Après «Inglorious Basterds», Quentin Tarantino invoque le fantôme ricanant de «Django», héros en série du défunt western-spaghetti! Le réalisateur de «Kill Bill» raconte en effet une histoire qui se démarque complètement du navet blasphématoire d’origine, réalisé par Sergio Corbucci en 1966… Dentiste de profession, le docteur Schulz (Christoph Waltz) est aussi un chasseur de primes redoutable. Peu avant la guerre de Sécession, il libère un esclave noir (Jamie Foxx) qu’il rebaptise Django et en fait un acolyte pour le moins dévastateur.
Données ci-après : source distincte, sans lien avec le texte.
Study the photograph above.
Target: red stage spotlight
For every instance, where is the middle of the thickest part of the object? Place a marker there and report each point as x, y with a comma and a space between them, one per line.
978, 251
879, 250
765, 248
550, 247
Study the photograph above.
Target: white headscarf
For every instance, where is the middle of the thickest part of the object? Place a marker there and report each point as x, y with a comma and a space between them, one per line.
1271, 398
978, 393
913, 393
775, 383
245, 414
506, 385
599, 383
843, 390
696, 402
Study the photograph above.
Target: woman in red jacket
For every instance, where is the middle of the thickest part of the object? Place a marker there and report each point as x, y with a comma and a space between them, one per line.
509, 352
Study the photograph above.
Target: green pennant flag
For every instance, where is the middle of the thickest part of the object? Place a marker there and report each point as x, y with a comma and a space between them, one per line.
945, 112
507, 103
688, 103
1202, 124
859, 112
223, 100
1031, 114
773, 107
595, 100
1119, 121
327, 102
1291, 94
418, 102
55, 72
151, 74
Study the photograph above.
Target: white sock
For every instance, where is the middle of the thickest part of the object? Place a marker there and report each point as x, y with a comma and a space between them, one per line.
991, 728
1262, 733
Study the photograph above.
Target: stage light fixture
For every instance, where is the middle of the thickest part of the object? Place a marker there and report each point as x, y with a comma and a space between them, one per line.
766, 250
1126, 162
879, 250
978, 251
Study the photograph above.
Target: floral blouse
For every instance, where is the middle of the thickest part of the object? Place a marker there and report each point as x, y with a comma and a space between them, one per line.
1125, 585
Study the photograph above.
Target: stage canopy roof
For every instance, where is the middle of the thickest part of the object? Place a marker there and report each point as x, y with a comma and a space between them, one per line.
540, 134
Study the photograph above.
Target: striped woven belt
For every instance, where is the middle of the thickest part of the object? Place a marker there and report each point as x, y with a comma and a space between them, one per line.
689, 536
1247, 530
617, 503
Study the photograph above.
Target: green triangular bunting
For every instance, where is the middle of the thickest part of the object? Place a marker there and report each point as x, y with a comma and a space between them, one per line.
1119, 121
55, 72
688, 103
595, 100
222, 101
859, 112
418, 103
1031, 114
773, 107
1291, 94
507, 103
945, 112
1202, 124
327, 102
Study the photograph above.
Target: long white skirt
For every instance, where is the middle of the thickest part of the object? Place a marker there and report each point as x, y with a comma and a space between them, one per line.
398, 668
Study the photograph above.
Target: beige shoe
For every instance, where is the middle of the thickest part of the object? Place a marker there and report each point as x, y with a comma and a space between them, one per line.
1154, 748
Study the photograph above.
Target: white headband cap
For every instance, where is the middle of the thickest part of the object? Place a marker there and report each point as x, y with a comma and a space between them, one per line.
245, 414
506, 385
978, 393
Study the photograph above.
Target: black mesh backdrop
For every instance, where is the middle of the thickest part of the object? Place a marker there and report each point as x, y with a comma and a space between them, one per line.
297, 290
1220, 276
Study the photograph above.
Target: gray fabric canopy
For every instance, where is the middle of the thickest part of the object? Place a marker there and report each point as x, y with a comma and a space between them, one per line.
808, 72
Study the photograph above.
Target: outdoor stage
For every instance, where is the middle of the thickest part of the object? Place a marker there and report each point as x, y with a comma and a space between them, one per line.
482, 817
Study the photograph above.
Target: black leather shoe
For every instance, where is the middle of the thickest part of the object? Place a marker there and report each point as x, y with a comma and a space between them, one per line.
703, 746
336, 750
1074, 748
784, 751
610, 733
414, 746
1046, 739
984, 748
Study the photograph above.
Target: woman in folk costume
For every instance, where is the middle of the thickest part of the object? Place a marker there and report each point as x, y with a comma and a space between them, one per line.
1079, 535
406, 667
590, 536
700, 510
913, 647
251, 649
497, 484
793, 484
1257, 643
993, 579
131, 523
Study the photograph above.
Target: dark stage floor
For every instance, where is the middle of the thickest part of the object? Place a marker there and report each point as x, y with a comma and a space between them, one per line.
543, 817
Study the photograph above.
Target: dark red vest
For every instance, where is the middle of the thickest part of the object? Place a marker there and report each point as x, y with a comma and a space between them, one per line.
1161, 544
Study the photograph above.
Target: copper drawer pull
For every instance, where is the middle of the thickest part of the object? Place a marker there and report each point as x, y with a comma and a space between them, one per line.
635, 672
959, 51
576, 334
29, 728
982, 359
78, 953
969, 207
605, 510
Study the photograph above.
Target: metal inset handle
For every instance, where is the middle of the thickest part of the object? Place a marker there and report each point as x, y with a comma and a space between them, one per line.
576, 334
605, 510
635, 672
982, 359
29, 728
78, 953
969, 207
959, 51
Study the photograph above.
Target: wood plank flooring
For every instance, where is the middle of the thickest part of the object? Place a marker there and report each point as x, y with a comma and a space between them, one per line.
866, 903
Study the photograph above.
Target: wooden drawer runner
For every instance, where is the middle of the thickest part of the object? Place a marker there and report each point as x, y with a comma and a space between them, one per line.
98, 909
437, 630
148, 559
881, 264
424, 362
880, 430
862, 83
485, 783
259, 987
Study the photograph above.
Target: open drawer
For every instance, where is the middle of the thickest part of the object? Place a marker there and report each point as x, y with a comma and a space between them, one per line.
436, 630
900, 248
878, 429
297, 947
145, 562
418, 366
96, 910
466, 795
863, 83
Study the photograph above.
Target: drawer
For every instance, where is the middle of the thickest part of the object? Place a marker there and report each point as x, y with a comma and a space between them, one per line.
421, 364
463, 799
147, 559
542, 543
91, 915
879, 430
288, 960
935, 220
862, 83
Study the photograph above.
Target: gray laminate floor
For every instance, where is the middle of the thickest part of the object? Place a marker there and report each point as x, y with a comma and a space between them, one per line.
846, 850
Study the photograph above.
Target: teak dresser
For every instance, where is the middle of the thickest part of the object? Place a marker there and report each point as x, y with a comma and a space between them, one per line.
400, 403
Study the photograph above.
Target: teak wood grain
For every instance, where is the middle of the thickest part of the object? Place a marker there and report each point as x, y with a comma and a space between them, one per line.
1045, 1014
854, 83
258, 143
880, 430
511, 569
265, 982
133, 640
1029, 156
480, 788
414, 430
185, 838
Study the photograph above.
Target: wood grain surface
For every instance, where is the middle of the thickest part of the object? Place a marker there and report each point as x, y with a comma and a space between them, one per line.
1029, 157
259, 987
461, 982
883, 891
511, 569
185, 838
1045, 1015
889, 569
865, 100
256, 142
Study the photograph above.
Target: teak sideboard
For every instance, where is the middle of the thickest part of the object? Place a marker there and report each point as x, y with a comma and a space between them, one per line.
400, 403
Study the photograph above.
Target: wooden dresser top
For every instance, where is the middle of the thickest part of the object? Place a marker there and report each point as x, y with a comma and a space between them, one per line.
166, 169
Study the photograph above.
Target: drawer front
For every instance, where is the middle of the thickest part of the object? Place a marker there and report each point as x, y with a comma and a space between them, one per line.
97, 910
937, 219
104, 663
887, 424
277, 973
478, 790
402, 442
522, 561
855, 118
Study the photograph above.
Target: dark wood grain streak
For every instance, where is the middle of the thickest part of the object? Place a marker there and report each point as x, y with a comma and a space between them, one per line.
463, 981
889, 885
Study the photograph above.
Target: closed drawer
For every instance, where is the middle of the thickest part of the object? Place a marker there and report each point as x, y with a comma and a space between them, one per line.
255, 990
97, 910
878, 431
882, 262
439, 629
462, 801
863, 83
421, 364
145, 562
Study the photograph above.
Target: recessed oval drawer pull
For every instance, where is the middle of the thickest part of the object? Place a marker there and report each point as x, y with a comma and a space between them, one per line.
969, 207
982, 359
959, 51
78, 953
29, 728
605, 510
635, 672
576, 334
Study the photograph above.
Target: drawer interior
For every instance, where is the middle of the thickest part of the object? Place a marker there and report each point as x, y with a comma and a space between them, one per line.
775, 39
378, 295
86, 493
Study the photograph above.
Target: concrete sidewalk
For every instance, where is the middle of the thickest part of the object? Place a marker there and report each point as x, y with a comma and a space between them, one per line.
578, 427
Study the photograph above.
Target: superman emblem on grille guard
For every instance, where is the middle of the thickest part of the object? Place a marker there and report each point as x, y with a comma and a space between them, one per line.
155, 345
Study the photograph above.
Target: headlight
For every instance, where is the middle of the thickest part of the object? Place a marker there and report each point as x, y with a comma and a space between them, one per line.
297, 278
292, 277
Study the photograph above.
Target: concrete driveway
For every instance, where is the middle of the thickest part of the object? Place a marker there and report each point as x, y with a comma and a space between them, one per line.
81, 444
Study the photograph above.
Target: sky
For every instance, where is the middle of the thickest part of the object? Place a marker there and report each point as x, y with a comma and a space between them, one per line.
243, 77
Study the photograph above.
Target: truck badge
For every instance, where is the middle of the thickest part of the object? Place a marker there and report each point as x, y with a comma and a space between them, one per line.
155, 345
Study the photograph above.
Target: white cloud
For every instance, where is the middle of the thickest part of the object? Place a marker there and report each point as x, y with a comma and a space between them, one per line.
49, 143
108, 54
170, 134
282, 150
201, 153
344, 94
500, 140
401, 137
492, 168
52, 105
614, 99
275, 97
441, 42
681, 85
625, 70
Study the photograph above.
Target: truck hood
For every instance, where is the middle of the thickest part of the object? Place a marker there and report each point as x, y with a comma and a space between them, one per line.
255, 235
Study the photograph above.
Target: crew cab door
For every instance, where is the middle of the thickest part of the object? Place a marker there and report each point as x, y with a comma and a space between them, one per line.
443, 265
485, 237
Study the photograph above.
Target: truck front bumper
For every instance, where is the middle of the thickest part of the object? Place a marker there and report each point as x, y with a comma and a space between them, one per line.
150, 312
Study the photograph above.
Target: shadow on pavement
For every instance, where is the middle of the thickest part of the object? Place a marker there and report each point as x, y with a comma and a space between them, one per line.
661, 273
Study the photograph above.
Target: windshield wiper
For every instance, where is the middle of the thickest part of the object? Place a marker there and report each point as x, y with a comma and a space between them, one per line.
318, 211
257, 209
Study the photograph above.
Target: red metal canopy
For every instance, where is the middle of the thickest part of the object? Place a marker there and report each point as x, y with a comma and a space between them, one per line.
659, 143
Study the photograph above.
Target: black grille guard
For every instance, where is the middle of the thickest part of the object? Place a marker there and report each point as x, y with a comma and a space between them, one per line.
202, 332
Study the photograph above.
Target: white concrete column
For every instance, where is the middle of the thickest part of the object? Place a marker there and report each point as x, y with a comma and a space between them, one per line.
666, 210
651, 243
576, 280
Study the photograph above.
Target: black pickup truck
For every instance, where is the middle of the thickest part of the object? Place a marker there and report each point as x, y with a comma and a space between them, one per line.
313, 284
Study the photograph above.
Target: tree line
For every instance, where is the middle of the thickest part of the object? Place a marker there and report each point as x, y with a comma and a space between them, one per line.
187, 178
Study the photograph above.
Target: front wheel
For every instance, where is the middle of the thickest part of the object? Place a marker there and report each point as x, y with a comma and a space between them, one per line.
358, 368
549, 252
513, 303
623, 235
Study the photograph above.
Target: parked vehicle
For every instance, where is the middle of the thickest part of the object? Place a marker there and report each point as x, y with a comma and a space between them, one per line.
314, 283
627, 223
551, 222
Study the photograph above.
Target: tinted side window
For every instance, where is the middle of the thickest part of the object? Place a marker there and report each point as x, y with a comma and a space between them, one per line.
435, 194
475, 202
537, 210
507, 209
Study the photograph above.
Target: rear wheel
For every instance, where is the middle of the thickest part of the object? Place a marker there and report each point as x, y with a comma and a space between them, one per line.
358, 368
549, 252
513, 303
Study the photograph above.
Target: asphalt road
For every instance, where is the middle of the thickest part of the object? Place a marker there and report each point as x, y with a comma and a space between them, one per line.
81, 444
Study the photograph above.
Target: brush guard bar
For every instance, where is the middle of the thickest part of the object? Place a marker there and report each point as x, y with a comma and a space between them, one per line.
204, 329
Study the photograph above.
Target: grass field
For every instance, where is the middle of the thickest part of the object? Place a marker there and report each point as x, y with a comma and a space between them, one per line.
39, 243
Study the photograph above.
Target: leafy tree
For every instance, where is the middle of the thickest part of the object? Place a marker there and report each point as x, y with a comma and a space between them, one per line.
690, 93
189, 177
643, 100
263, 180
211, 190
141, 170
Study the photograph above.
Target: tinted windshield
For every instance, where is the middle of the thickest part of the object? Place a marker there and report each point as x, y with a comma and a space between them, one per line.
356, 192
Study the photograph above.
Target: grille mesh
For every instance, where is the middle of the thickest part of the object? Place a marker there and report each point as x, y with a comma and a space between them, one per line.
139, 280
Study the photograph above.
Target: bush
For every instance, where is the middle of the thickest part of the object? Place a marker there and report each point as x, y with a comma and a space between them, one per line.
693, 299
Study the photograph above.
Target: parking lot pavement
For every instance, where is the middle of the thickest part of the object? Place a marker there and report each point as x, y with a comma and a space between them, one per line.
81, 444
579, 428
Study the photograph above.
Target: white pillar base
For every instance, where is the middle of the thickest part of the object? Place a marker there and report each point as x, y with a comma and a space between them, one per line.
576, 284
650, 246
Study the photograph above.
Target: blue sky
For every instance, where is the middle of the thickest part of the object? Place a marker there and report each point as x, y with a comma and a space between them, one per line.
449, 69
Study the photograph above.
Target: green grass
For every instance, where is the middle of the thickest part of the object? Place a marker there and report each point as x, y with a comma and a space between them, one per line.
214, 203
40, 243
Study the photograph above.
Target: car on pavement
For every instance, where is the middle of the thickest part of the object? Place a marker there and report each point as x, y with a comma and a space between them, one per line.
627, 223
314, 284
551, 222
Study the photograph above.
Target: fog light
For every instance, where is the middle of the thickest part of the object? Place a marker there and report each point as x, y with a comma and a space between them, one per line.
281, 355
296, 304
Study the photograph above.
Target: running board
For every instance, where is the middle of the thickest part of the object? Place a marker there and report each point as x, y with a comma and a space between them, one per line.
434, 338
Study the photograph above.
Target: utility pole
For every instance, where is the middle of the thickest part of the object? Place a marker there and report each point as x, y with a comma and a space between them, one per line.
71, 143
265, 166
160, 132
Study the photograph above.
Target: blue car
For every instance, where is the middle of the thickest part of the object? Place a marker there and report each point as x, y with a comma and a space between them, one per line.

De son côté, le nouvellement nommé Django espère retrouver sa femme qui a été vendue à Calvin Candie (Leonardo di Caprio), un esclavagiste particulièrement odieux, toujours flanqué d’un domestique de couleur (Samuel L. Jackson), inquiétant d’ambiguïté.
Question forme, Tarantino recycle les éléments opératiques du western-spaghetti sauce Sergio Leone en leur donnant une ampleur jamais atteinte. Selon son habitude, il émaille son film à grand spectacle de ces longues scènes dialoguées dont il a le secret et qui confèrent à son cinéma ce rythme si singulier, fait de surplace implosif et d’accélérations fulgurantes portées par une ironie assassine, laquelle, une fois de plus, déplaira souverainement aux bien-pensants!
Enfin, «Django Unchained» («Django déchaîné» aux deux sens du terme) est sans doute le film le plus clairement politique de son auteur, avec une reconstitution sans fard et terrifiante de l’état d’esclavage qui présida à la prospérité scandaleuse des Etats confédérés d’Amérique. Comme il l’avait fait pour son film précédent, Tarantino use du cinéma comme d’un moyen jubilatoire de rétablir la justice à titre symbolique, offrant aux victimes «nègres» une réhabilitation certes de l’ordre du fantasme, mais dont l’extrême violence, stylisée et trempée à l’ironie froide, est à la mesure de ce que l’Histoire leur a réellement infligé!